Entonces llegaron unos ojos amarillos, así, de repente. Era un día amarillo y yo quería compartir una canción y se la mandé a él. De la canción surgieron más canciones, luego correos, llamadas… y de repente, estábamos escribiendo juntos. A Él también le gustan las historias, y ve el mundo como la trama enmarañada de un relato, y de repente yo le podía mandar un mensaje diciéndole: «Aquí me siento invisible… nadie me ve» y él, estando a más de 400 kilómetros me decía: «Yo te veo»

Las historias se volvieron una sola. Yo le dictaba mientras mis uñas iban sanando, y él copiaba por los dos, sanando los miedos a la vida, al amor, a compartir las luces amarillas con alguien más.

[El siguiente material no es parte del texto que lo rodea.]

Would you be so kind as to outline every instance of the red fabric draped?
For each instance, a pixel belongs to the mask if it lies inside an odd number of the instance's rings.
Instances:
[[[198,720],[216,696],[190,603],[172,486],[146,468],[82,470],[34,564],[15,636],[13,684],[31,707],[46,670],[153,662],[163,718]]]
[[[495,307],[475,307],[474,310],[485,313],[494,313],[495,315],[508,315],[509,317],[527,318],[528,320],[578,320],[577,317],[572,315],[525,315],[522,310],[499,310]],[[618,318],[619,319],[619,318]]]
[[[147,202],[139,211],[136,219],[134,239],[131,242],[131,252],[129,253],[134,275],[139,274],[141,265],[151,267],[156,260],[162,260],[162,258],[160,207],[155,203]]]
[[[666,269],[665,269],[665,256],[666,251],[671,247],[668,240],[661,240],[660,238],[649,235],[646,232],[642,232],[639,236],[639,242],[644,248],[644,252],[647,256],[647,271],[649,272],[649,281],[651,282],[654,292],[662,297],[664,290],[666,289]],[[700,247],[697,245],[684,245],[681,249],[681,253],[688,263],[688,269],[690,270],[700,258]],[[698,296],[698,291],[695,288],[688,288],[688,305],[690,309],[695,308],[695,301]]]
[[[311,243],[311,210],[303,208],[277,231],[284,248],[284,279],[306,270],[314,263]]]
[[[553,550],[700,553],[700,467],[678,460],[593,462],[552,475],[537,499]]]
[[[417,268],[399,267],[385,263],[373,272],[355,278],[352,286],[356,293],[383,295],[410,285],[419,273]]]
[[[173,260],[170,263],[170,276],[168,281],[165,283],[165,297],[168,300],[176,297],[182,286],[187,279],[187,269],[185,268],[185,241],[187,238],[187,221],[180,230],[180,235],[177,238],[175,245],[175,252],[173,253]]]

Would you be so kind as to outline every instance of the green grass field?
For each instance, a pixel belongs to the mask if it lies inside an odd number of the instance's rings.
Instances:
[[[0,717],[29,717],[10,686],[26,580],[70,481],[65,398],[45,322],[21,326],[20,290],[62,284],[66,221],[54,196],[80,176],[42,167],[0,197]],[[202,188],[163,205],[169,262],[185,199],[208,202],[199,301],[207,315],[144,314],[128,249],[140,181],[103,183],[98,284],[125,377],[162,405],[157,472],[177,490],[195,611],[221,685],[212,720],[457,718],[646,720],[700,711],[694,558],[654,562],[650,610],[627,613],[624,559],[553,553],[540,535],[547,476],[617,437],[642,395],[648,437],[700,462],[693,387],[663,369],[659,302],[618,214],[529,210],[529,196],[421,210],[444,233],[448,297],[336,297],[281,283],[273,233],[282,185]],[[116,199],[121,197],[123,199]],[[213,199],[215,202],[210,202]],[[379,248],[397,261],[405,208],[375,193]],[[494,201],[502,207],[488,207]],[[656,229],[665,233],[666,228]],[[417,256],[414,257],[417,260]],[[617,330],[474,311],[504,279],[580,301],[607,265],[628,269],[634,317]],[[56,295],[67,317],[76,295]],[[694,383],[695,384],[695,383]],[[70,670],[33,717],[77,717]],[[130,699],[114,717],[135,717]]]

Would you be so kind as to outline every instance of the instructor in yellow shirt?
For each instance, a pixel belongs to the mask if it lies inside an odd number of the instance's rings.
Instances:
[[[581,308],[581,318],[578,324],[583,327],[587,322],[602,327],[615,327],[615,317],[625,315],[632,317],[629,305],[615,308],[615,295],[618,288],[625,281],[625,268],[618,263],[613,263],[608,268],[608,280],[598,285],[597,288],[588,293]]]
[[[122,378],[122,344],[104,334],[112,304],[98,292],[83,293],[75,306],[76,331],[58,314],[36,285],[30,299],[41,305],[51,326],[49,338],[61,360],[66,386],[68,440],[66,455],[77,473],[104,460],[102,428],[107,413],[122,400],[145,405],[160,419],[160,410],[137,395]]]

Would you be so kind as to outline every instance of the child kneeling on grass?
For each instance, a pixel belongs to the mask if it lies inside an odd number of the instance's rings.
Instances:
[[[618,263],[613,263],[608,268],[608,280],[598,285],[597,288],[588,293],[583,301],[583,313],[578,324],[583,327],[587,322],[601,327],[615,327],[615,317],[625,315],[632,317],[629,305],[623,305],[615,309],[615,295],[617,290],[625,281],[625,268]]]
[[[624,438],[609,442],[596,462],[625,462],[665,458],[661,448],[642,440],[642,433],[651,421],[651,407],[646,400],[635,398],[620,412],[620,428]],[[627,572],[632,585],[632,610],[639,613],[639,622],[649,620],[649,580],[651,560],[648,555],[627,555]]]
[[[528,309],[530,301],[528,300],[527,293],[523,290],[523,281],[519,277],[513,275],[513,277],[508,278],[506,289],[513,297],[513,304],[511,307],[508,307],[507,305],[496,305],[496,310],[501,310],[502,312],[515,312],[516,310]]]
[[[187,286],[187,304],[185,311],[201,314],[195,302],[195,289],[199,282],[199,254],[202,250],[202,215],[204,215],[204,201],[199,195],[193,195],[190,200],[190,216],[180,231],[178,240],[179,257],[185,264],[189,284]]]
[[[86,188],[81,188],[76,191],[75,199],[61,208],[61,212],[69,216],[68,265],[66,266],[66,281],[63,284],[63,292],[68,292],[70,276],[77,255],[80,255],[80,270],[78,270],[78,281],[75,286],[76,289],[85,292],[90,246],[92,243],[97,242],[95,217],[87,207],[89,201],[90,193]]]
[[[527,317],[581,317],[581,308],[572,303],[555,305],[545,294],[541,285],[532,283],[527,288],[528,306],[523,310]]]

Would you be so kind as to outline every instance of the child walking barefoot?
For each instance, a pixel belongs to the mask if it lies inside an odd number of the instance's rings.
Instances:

Entonces el mundo no parece tan plano, en las noches me cuenta cuentos de dinosaurios y camas flotantes, a veces en las tardes nos sentamos a mirar ancianas cansadas de la vida y yo le digo:  esa seré yo en el entrecruce de los tiempos. Él se queda esperando a que un viejo de ojos amarillos aparezca junto a ella, arrugado y encorvado.  Por las noches, cuando la ciudad no quiere mirar, nos escondemos entre pájaros de origami.